Model Evaluation
Comprehensive evaluation of AI models tested for production use in Ghana educational apps. Focus areas include tool calling reliability, formatting quality, cost-effectiveness, and instruction following.
Benchmark Comparisons
Benchmarks are embedded inline where available, with a pop-out link for each.
Gorilla ToolBench leaderboard for complex tool-use tasks from UC Berkeley.
Interactive model comparison with throughput, cost, and latency views.

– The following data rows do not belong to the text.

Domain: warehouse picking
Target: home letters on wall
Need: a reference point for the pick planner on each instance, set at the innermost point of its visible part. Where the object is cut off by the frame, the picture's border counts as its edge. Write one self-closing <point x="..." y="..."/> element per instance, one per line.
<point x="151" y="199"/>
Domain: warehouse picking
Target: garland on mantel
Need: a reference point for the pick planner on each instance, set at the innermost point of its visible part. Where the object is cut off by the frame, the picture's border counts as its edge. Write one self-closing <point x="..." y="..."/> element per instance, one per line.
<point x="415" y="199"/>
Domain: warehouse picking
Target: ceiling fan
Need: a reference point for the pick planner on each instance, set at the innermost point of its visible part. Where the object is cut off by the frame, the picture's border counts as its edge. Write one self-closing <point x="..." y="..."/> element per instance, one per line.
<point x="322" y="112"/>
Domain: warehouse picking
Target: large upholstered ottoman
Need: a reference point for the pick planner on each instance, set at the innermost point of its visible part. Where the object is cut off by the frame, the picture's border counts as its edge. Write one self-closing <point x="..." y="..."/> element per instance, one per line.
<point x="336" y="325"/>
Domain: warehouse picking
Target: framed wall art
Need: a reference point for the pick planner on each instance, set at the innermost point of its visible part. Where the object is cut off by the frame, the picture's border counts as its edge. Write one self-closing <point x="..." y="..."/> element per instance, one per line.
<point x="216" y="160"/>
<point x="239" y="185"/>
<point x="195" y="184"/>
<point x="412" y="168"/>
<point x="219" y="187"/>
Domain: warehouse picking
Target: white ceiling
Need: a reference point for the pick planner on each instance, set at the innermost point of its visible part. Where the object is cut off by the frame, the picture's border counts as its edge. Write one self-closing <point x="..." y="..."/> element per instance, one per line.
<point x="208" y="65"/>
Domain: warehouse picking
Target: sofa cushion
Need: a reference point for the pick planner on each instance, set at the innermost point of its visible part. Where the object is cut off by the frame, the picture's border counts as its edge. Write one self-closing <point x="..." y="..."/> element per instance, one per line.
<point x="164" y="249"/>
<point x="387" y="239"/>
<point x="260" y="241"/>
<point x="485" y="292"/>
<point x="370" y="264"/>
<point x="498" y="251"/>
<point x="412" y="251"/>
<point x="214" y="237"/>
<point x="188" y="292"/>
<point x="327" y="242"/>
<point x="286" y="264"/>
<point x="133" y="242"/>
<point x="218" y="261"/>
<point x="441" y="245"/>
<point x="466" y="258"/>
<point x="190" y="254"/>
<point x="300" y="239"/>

Marketplace of models with live pricing and usage routes.
Model Comparison
| Model | Status | Tool Calling | Input Cost | Output Cost |
|---|---|---|---|---|
| baseline | N/A | $3/Million Tokens | $15/Million Tokens | |
| Kimi K2 | selected | High - best among cheap models | N/A | N/A |
| Gemini 2.5 Flash: Preview | disqualified | Poor - ~4% failure rate | N/A | N/A |
| Qwen | under evaluation | Good | N/A | N/A |
| GPT-5 Mini | rejected | Good but unusable due to latency | N/A | N/A |
Individual Model Pages
Claude Sonnet 4.5
Baseline/reference model used for comparison. Strong natural formatting abilities due to fine-tuning and training data.
Kimi K2
Selected as primary model for production. Best cheap tool calling ability. Requires explicit formatting instructions to match Claude's natural formatting.
Gemini 2.5 Flash: Preview
Completely disqualified due to unacceptable tool calling failure rate (~4% - 1 in 25 interactions).
Qwen
Still under evaluation. Generally performs well but requires refinement to control unwanted behaviors.
GPT-5 Mini
Tested but rejected due to latency issues. Time to First Token averaging 25 seconds, with network errors in 2/5 responses.